Bank of America's share prices plunged amid the confusion and haven't recovered. Shareholders have sued Lewis for failing to inform them of material changes in the company's health as a result of the Merrill losses that Bank of America absorbed. Lewis brought more attention to this dispute by suggesting that he'd been strong-armed into the acquisition, leading Congress to probe whether in fact he was forced to swallow a bad deal.
Following Thursday's hearing, the panel's chairman, Rep. Edolphus Towns, D-N.Y., suggested that Bernanke's testimony only raised the need to probe further. He promised to haul former Treasury Secretary Henry Paulson before the committee in July and said he now wants to talk also with officials from the Securities and Exchange Commission and the FDIC.
"At this point, I would say we got a peek, not much, but we don't have full sunshine yet," Towns said. "There are significant inconsistencies between what we have been told today and what we were told two weeks ago by Ken Lewis and what Fed internal e-mails seem to say."
Paulson has testified previously to New York Attorney General Andrew Cuomo that he threatened Lewis with removal on behalf of the Fed chairman. Paulson later amended that to say the threat was his, but was consistent with the Fed's strong concern about Bank of America backing out of the deal.
Bernanke's statement is squarely in conflict with what Lewis testified under oath. He told the same panel on June 11 that he'd been threatened with removal if he tried to back out of the deal to absorb Merrill.
"What gave me concern is that they gave that threat to a bank in good standing," Lewis testified.
As Bernanke denied making the threat, he was asked to explain an e-mail in the committee's possession. In it, the president of the Federal Reserve Bank of Richmond, Jeffrey Lacker, wrote to other Fed officials that he'd just had a long talk with Bernanke and that the chairman suggested that Bank of America "management is gone" should the deal fall through.
"I don't recollect everything that was said in that conversation," Bernanke told lawmakers. Rep. Dan Burton, R-Ind., chastised him, suggesting that the Fed chairman's memory was deliberately foggy in order to avoid perjuring himself under oath.
Bernanke clarified later that while he didn't remember all that was said in the phone call with Lacker, he stood by the thrust of the e-mail. The Fed felt that backing out of a deal would bring great turmoil to a weakened global financial system, he said, and should Bank of America back out and later seek taxpayer support, its management would have acted against the interest of both its shareholders and the global financial system.

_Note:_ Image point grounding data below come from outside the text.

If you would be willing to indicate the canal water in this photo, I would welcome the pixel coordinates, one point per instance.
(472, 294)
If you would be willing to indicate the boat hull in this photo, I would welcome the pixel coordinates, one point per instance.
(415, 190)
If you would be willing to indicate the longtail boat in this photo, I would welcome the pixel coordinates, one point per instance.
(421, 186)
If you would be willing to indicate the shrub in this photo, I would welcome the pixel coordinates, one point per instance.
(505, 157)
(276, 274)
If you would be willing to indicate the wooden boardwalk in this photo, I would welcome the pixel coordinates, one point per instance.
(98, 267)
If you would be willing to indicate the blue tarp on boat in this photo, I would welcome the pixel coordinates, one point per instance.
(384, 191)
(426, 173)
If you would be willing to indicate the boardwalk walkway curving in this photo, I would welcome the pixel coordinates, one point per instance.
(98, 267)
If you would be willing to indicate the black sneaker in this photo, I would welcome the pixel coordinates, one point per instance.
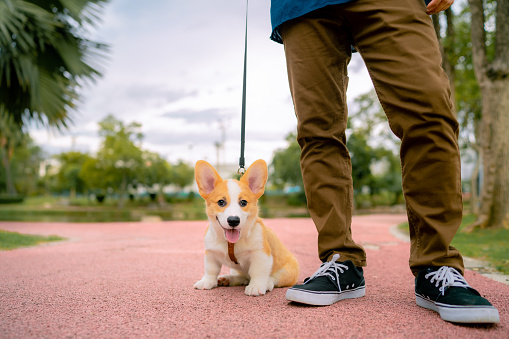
(334, 281)
(444, 290)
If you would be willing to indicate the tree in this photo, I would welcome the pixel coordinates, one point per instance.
(10, 138)
(21, 159)
(68, 177)
(492, 73)
(285, 165)
(46, 58)
(119, 160)
(182, 174)
(156, 172)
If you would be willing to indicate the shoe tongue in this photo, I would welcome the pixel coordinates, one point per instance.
(232, 235)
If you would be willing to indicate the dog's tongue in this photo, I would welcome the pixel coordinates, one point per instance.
(232, 235)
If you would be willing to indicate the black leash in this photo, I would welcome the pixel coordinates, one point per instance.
(242, 161)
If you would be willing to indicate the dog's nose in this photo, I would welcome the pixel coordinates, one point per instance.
(233, 221)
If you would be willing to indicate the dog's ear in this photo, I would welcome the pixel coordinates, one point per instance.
(256, 177)
(206, 177)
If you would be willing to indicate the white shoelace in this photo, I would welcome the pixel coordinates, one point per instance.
(328, 269)
(448, 276)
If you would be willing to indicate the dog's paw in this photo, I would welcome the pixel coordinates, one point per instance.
(205, 284)
(256, 289)
(232, 280)
(223, 281)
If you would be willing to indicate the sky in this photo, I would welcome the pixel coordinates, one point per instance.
(176, 67)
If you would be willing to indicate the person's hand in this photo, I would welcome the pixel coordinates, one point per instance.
(436, 6)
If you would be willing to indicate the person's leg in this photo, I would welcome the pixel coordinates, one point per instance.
(398, 44)
(317, 50)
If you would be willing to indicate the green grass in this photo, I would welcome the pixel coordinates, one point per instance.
(12, 240)
(487, 245)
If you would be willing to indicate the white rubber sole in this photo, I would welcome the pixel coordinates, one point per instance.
(461, 314)
(317, 298)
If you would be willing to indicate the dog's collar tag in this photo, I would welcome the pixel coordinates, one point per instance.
(231, 252)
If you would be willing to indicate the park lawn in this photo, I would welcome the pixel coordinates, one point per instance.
(487, 245)
(12, 240)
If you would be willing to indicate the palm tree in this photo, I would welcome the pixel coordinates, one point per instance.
(45, 57)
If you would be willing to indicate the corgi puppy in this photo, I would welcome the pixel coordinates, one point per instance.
(236, 236)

"I think there should be consequences" in such circumstances, Bernanke said.
Under questioning, Bernanke acknowledged that he believed Lewis, by threatening to back out, was trying to get a better price, essentially a shakedown.
"I thought initially that it might be, yes," the Fed chairman said.

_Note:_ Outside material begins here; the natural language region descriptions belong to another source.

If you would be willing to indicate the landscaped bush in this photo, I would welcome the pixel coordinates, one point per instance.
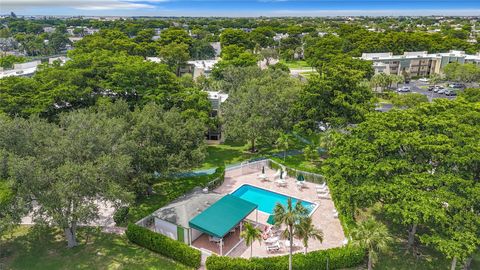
(168, 247)
(337, 258)
(120, 215)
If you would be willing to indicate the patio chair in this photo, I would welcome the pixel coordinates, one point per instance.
(214, 239)
(300, 184)
(277, 174)
(274, 247)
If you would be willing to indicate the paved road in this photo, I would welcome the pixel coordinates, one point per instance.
(422, 88)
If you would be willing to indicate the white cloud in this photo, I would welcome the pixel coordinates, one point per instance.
(79, 4)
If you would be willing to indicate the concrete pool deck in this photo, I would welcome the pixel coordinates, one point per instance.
(322, 216)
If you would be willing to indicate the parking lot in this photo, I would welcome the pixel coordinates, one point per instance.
(422, 88)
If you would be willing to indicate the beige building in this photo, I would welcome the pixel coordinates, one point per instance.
(417, 63)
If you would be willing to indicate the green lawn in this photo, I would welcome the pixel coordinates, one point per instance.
(46, 249)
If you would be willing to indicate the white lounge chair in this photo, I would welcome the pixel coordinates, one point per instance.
(277, 174)
(281, 183)
(274, 247)
(214, 239)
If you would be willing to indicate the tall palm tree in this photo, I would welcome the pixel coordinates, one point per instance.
(306, 230)
(289, 216)
(373, 236)
(251, 234)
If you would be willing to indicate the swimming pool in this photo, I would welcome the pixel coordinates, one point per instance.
(265, 199)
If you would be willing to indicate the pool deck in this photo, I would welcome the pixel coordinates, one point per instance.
(322, 216)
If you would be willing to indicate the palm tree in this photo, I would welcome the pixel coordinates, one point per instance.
(251, 234)
(306, 230)
(289, 216)
(373, 236)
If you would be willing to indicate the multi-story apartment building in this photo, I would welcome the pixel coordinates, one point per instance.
(417, 63)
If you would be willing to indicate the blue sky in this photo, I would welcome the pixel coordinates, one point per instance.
(247, 8)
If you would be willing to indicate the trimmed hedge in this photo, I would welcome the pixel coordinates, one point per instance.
(338, 258)
(164, 245)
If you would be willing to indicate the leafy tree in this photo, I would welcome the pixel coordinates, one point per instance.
(268, 54)
(408, 100)
(338, 99)
(164, 143)
(284, 142)
(289, 216)
(305, 230)
(471, 94)
(175, 36)
(374, 237)
(251, 234)
(413, 161)
(202, 49)
(235, 37)
(73, 168)
(258, 110)
(8, 61)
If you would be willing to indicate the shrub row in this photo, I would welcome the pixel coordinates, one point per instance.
(164, 245)
(337, 258)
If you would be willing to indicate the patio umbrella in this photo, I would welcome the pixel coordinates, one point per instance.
(271, 220)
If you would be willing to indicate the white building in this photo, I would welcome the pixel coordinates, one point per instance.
(202, 67)
(417, 63)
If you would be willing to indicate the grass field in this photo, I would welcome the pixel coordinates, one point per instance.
(46, 250)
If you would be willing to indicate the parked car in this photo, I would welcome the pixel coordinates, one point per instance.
(450, 92)
(404, 89)
(457, 85)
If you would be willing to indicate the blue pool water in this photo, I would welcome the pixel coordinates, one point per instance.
(265, 199)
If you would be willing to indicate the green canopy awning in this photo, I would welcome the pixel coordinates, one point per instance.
(271, 220)
(222, 216)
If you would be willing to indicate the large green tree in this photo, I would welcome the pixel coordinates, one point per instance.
(259, 110)
(416, 163)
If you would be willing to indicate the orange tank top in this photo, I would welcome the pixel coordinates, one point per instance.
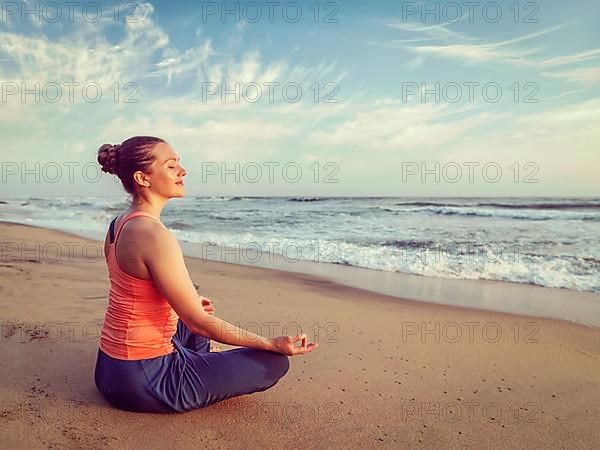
(139, 321)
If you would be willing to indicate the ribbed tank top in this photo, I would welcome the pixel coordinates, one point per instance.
(139, 321)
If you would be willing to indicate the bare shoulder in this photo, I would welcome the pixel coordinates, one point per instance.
(149, 234)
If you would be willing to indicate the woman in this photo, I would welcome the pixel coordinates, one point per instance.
(154, 353)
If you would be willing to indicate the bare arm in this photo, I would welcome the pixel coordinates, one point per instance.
(163, 257)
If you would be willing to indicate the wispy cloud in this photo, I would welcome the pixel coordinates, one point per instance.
(585, 75)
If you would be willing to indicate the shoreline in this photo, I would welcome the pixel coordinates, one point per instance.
(388, 372)
(518, 299)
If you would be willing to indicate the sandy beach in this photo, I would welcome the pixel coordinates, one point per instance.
(387, 373)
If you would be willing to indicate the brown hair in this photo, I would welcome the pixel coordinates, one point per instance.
(127, 158)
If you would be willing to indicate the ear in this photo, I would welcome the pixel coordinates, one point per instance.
(141, 179)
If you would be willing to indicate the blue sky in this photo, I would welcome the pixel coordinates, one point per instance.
(376, 57)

There would be precedent for that. In his new book, "House of Cards," financial author William Cohan details how J.P. Morgan Chase held out to drive down the purchase price when the Treasury Department and Fed desperately brokered the March 2008 sale of investment bank Bear Stearns in a bid to prevent a global financial meltdown.
Despite being roughed up by lawmakers, and with his reappointment in question, Bernanke said there isn't anything he would've done differently in hindsight.
"I have nothing to regret about the whole transaction," the Fed chairman said, voicing confidence that the Fed and Treasury helped prevent a disastrous collapse in global finance.